One other advantage of this approach is that it takes into consideration the flexibleness of protein structures, which might be “wiggly” and tackle barely different shapes when interacting with a drug molecule.
High affinity
To make their model less more likely to be fooled by decoy drug molecules, the researchers also incorporated a training stage based on the concept of contrastive learning. Under this approach, the researchers give the model examples of “real” drugs and imposters and teach it to differentiate between them.
The researchers then tested their model by screening a library of about 4,700 candidate drug molecules for his or her ability to bind to a set of 51 enzymes often called protein kinases.
From the highest hits, the researchers selected 19 drug-protein pairs to check experimentally. The experiments revealed that of the 19 hits, 12 had strong binding affinity (within the nanomolar range), whereas nearly all of the various other possible drug-protein pairs would haven’t any affinity. 4 of those pairs sure with extremely high, sub-nanomolar affinity (so strong that a tiny drug concentration, on the order of parts per billion, will inhibit the protein).

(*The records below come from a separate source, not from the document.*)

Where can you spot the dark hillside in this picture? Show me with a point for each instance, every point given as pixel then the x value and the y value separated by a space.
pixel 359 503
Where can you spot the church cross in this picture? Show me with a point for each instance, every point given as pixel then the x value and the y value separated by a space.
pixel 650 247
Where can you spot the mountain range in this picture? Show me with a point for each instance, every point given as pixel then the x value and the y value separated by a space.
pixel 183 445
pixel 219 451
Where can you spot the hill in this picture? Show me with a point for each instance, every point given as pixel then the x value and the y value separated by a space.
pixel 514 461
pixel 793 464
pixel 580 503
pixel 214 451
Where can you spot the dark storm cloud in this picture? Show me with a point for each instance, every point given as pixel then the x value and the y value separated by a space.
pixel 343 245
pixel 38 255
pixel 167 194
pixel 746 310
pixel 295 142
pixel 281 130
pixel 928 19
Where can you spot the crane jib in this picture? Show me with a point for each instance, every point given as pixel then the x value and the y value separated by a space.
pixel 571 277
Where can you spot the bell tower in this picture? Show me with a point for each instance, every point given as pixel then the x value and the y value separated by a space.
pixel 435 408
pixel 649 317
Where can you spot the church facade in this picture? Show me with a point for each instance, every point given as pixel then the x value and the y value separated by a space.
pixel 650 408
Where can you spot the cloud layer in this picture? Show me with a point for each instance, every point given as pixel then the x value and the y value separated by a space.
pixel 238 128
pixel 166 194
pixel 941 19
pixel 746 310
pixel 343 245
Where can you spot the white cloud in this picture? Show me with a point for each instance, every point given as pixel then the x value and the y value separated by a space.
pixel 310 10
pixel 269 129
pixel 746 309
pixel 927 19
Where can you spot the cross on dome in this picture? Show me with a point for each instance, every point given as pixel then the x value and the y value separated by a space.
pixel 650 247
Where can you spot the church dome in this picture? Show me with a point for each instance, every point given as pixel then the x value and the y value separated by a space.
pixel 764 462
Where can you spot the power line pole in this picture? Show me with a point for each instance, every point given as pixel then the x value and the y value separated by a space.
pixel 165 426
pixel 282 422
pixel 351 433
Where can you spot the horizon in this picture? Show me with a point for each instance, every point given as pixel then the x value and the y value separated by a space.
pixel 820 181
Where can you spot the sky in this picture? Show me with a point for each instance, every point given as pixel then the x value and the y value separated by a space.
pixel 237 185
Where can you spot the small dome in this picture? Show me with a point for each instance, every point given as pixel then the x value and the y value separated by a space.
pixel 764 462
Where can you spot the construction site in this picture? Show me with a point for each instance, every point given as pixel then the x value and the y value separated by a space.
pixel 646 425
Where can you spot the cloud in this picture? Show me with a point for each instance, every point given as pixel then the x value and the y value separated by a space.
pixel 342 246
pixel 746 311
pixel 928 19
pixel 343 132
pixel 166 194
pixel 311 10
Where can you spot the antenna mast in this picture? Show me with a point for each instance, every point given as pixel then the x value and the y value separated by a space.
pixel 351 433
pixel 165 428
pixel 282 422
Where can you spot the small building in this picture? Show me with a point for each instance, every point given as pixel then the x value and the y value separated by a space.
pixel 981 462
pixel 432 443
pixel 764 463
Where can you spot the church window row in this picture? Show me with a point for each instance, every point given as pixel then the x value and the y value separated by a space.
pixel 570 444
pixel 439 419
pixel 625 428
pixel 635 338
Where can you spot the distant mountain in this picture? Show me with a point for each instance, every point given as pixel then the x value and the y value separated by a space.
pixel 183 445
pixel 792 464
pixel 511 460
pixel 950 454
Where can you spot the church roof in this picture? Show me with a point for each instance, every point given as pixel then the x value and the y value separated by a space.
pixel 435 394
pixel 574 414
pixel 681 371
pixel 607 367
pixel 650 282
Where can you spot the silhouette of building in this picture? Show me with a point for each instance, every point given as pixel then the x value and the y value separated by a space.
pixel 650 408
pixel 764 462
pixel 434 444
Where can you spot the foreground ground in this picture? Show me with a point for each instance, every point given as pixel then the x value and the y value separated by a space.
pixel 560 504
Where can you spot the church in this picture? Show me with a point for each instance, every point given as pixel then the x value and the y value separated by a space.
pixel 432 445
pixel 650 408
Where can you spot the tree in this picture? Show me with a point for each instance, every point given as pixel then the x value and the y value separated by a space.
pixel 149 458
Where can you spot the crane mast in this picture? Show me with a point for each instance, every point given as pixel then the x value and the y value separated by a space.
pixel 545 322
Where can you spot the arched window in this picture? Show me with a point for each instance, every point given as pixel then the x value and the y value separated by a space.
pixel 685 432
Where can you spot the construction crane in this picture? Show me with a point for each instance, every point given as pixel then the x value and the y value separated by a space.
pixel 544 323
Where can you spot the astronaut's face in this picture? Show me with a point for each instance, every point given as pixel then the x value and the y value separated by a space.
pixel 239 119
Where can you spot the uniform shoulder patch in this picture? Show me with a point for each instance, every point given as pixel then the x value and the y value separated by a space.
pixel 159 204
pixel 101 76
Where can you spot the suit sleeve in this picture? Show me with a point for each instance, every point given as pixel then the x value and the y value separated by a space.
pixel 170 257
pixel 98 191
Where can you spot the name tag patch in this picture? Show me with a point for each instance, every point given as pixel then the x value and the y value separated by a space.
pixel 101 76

While the researchers focused mainly on screening small-molecule drugs on this study, they are actually working on applying this approach to other forms of drugs, akin to therapeutic antibodies. This type of modeling could also prove useful for running toxicity screens of potential drug compounds, to be sure they don’t have any unwanted negative effects before testing them in animal models.
“A part of the explanation why drug discovery is so expensive is since it has high failure rates. If we are able to reduce those failure rates by saying upfront that this drug just isn’t more likely to work out, that might go a good distance in lowering the fee of drug discovery,” Singh says.
This latest approach “represents a major breakthrough in drug-target interaction prediction and opens up additional opportunities for future research to further enhance its capabilities,” says Eytan Ruppin, chief of the Cancer Data Science Laboratory on the National Cancer Institute, who was not involved within the study. “For instance, incorporating structural information into the latent space or exploring molecular generation methods for generating decoys could further improve predictions.”
The research was funded by the National Institutes of Health, the National Science Foundation, and the Phillip and Susan Ragon Foundation.